= ESign (India) =

Aadhaar eSign is an online electronic signature service in India to facilitate an Aadhaar holder to digitally sign a document. The signature service is facilitated by authenticating the Aadhaar holder via the Aadhaar-based e-KYC (electronic Know Your Customer) service.

To eSign a document, one has to have an Aadhaar card and a mobile number registered with Aadhaar.
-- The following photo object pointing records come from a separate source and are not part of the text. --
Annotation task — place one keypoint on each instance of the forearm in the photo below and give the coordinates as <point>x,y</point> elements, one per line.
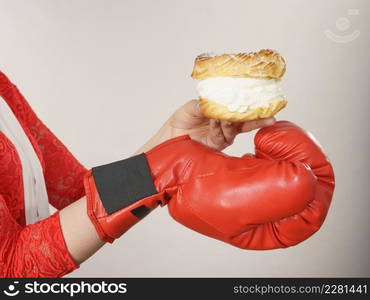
<point>79,233</point>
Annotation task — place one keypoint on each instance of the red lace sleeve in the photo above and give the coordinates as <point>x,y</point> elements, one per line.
<point>63,173</point>
<point>36,250</point>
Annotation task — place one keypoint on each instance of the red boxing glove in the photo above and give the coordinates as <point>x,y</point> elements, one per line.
<point>237,200</point>
<point>275,199</point>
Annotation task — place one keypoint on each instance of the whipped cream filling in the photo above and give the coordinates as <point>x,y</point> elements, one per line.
<point>240,94</point>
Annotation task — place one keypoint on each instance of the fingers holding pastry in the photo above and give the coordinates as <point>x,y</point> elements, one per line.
<point>216,137</point>
<point>230,130</point>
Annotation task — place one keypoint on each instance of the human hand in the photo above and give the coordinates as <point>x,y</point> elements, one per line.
<point>189,120</point>
<point>217,134</point>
With these two things, an Indian citizen can sign a document remotely without being physically present.

==Procedure==
The notification issued by Government of India in this regard stipulates the following procedure for the e-authentication using Aadhaar e-KYC services.

Authentication of an electronic record by e-authentication technique, which shall be done by
1. the applicable use of e-authentication, hash function, and asymmetric cryptosystem techniques, leading to issuance of digital signature certificate by Certifying Authority,
2. a trusted third party service by subscriber's key pair generation, storing of the key pairs on hardware security module and creation of digital signature provided that the trusted third party shall be offered by the certifying authority (the trusted third party shall send application form and certificate signing request to the Certifying Authority for issuing a digital signature certificate to the subscriber),
3. issuance of digital signature certificate by Certifying Authority shall be based on e-authentication, particulars given in the prescribed format, digitally signed verified information from Aadhaar e-KYC services and electronic consent of digital signature certificate applicant,
4. the manner and requirements for e-authentication shall be as issued by the Controller from time to time,
5. the security procedure for creating the subscriber's key pair shall be in accordance with the e-authentication guidelines issued by the Controller,
6. the standards referred to in rule 6 of the Information Technology (Certifying Authorities) Rules, 2000 shall be complied with, in so far as they relate to the certification function of public key of Digital Signature Certificate applicant, and
7. the manner in which information is authenticated by means of digital signature shall comply with the standards specified in rule 6 of the Information Technology (Certifying Authorities) Rules, 2000 in so far as they relate to the creation, storage and transmission of Digital Signature.

==eSign Service Providers==
Organisations and individuals seeking to obtain the eSigning Service can utilize the services of various service providers. There are empanelled service providers with whom organisations can register as an Application Service Prover after submitting the requisite documents, getting UAT access, building the application around the service and going through an IT Audit by an CERT-IN empanelled auditor.

However, the process of registering as an Application Service Provider is cumbersome, and requires huge investments of time, money and resources in complying with the regulations and building a suitable application. Most organisations prefer using services of plug-n-play gateway providers who take the responsibility of complying with the regulations, hence simplifying the process for the market.